When the Spanish arrived on the desert north coast of Peru shortly after 1532, early chroniclers remarked on the verdant, green valleys across the region.
The Spanish immediately recognized the importance of the canal network. They had used similar canal technology in Spain for centuries. So, they set about conscripting Indigenous labor and adapting the irrigation system to their goals.
Just a few decades later, however, historic records describe sand dunes and scrublands invading the green valleys, water shortages, and in 1578, a massive El Niño flood that nearly ended the young colony.
So how did the Indigenous operation of this landscape succeed, where the Spanish and the modern-day agro-industrial complex have repeatedly failed?
CULTURal knowledge WAS CRUCIAL FOR ANCIENT CANAL SYSTEMS
Ancient beliefs, behaviors, and norms—what archaeologists call culture—were fundamentally integrated into technological solutions in this part of Peru in ancient times.
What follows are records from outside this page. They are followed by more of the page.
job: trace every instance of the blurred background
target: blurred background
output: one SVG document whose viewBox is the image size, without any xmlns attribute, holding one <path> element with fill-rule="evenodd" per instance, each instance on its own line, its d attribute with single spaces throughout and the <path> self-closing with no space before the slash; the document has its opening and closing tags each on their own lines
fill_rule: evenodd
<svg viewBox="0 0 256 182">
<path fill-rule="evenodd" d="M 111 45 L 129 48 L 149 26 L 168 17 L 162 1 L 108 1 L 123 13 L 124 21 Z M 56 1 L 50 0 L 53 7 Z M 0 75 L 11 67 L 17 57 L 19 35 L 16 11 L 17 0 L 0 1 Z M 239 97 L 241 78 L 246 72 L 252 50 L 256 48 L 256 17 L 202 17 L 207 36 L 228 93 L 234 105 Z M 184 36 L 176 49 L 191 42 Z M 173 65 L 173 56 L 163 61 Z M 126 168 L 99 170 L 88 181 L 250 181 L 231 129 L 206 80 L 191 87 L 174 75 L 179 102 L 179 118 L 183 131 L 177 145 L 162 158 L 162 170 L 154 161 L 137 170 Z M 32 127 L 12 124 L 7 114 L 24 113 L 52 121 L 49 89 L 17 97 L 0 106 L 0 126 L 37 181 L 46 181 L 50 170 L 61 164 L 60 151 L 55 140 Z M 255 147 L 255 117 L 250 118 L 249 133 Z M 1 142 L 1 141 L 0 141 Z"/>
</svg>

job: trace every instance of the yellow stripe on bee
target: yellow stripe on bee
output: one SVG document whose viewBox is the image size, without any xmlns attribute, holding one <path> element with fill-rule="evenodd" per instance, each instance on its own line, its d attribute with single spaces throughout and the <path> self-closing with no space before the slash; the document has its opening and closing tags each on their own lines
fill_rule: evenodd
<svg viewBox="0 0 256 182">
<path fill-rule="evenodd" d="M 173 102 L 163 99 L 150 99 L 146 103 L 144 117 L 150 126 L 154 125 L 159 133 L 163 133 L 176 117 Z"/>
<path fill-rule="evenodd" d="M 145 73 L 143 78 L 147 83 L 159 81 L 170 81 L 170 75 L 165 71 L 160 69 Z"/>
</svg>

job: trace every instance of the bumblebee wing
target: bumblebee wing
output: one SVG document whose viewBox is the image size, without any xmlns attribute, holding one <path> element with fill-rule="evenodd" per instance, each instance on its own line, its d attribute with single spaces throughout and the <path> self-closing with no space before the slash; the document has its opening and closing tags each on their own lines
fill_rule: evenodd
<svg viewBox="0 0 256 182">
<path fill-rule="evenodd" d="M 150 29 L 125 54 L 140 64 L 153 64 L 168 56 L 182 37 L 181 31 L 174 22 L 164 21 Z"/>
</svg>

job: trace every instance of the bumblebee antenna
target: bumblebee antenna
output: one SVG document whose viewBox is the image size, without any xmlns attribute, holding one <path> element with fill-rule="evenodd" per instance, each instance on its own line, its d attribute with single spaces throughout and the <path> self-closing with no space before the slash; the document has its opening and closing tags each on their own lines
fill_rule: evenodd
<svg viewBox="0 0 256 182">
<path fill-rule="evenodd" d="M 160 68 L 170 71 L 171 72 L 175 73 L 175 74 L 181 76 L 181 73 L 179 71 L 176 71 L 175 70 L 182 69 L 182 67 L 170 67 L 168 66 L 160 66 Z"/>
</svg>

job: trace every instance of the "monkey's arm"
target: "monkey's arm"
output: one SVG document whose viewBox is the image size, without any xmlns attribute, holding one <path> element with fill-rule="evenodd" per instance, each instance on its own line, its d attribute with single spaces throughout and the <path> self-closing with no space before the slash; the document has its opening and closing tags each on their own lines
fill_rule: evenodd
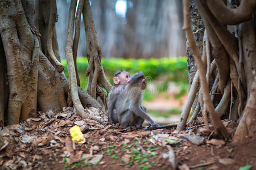
<svg viewBox="0 0 256 170">
<path fill-rule="evenodd" d="M 110 124 L 113 124 L 113 111 L 115 108 L 115 104 L 117 102 L 118 97 L 118 94 L 115 94 L 113 96 L 113 97 L 112 97 L 111 100 L 110 99 L 109 99 L 108 108 L 108 122 Z"/>
<path fill-rule="evenodd" d="M 119 86 L 112 90 L 109 92 L 109 100 L 108 103 L 108 118 L 109 124 L 112 124 L 113 122 L 113 110 L 115 108 L 115 103 L 117 102 L 117 98 L 119 95 L 123 90 L 123 87 L 122 86 Z"/>
<path fill-rule="evenodd" d="M 154 126 L 158 126 L 159 125 L 155 123 L 150 117 L 142 109 L 141 106 L 138 105 L 133 105 L 131 110 L 137 116 L 142 117 L 147 121 L 150 125 Z"/>
</svg>

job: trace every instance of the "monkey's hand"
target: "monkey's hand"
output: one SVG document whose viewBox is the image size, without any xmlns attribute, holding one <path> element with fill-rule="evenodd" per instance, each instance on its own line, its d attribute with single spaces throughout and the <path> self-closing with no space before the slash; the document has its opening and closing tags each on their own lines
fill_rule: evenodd
<svg viewBox="0 0 256 170">
<path fill-rule="evenodd" d="M 156 124 L 156 122 L 155 122 L 152 120 L 149 121 L 148 123 L 150 124 L 150 126 L 151 126 L 151 127 L 158 127 L 158 126 L 159 126 L 159 125 L 158 124 Z"/>
</svg>

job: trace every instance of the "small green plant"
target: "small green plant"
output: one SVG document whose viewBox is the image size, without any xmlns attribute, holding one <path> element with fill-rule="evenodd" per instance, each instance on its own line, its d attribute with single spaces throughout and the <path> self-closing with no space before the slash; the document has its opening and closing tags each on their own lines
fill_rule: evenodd
<svg viewBox="0 0 256 170">
<path fill-rule="evenodd" d="M 113 155 L 112 157 L 113 158 L 115 159 L 119 159 L 119 157 L 117 156 L 115 154 Z"/>
<path fill-rule="evenodd" d="M 109 155 L 111 155 L 112 153 L 114 152 L 114 149 L 108 150 L 107 153 Z"/>
<path fill-rule="evenodd" d="M 110 146 L 109 147 L 110 147 L 110 148 L 113 148 L 113 147 L 117 147 L 117 145 L 116 145 L 116 144 L 113 144 L 113 145 L 112 145 L 112 146 Z"/>
<path fill-rule="evenodd" d="M 149 147 L 147 148 L 147 151 L 153 151 L 154 149 L 153 148 Z"/>
</svg>

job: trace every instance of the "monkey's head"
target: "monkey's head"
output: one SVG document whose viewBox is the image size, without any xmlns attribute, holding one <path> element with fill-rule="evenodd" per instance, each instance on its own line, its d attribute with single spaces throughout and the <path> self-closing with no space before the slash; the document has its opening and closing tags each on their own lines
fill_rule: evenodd
<svg viewBox="0 0 256 170">
<path fill-rule="evenodd" d="M 147 81 L 145 76 L 142 72 L 137 72 L 131 78 L 130 84 L 131 86 L 136 86 L 141 88 L 142 90 L 146 88 Z"/>
<path fill-rule="evenodd" d="M 126 72 L 125 70 L 122 69 L 120 71 L 115 73 L 115 76 L 112 79 L 114 81 L 114 86 L 126 86 L 130 82 L 131 77 L 130 76 L 130 74 L 129 73 Z"/>
</svg>

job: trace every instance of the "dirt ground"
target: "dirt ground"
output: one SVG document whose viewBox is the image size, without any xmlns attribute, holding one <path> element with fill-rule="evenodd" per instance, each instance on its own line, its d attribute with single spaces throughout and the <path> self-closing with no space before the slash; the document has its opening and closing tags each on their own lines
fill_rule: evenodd
<svg viewBox="0 0 256 170">
<path fill-rule="evenodd" d="M 98 111 L 90 109 L 96 116 Z M 237 124 L 224 122 L 233 134 Z M 84 143 L 72 141 L 69 129 L 75 125 L 84 134 Z M 256 168 L 255 138 L 235 145 L 216 138 L 203 124 L 181 132 L 175 128 L 131 131 L 82 120 L 73 108 L 65 108 L 40 113 L 0 133 L 7 141 L 0 148 L 1 169 Z"/>
</svg>

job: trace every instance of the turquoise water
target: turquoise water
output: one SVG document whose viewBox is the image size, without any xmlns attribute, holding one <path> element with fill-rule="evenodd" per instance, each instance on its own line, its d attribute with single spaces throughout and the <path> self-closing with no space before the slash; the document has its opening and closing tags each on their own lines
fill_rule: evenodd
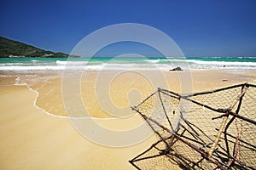
<svg viewBox="0 0 256 170">
<path fill-rule="evenodd" d="M 30 70 L 169 70 L 183 69 L 256 70 L 256 57 L 189 58 L 1 58 L 0 71 Z M 71 65 L 71 66 L 70 66 Z"/>
</svg>

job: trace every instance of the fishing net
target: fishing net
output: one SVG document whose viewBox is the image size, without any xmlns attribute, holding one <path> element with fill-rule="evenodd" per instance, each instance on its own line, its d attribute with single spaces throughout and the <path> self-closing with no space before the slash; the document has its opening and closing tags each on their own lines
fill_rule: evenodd
<svg viewBox="0 0 256 170">
<path fill-rule="evenodd" d="M 255 169 L 256 86 L 180 94 L 159 88 L 132 110 L 158 141 L 130 163 L 137 169 Z"/>
</svg>

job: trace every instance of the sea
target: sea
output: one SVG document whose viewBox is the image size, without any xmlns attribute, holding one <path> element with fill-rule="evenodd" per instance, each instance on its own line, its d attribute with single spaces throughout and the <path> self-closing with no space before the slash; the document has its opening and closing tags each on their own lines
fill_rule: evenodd
<svg viewBox="0 0 256 170">
<path fill-rule="evenodd" d="M 256 70 L 256 57 L 0 58 L 0 71 Z"/>
</svg>

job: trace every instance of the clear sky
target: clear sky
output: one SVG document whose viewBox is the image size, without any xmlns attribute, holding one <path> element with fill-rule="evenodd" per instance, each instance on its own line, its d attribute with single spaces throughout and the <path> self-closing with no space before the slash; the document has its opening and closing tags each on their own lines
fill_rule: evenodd
<svg viewBox="0 0 256 170">
<path fill-rule="evenodd" d="M 256 56 L 255 0 L 0 0 L 0 36 L 55 52 L 127 22 L 164 31 L 186 56 Z"/>
</svg>

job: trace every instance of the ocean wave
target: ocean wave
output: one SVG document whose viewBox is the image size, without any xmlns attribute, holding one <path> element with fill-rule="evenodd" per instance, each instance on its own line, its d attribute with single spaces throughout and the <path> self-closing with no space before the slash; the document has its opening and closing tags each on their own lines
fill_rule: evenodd
<svg viewBox="0 0 256 170">
<path fill-rule="evenodd" d="M 241 62 L 241 61 L 202 61 L 189 60 L 187 60 L 189 63 L 195 63 L 199 65 L 251 65 L 256 66 L 255 62 Z"/>
<path fill-rule="evenodd" d="M 57 65 L 84 65 L 88 64 L 88 61 L 61 61 L 56 60 Z"/>
</svg>

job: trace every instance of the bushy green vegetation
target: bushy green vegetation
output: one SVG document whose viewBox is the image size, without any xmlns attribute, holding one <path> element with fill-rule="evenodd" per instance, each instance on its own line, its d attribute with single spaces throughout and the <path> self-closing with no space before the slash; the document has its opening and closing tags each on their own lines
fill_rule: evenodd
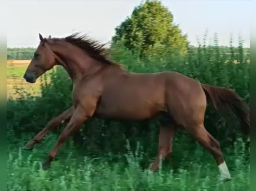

Isolating and removing the tools from that knowledge made them less effective.
Scientists, policymakers, and stakeholders searching for models of sustainable agriculture and climate adaptations can look to the archaeological record. Successfully applying past practices to today’s challenges requires learning about the cultures that put those tools to work effectively for so long.
The pre-Hispanic societies of Peru developed agricultural principles around the realities of the desert, which included both dry seasons and flash floods.
Large-scale irrigation infrastructure was combined with low-cost, easily modified canals. Aqueducts doubled as sediment traps to capture nutrients. Canal branches channeled both river water and floodwater. Even check-dams—small dams used to control high-energy floods—worked in multiple ways. Usually made of mounded cobble and gravel, they reduced the energy of flash floods, captured rich sediments, and recharged the water table.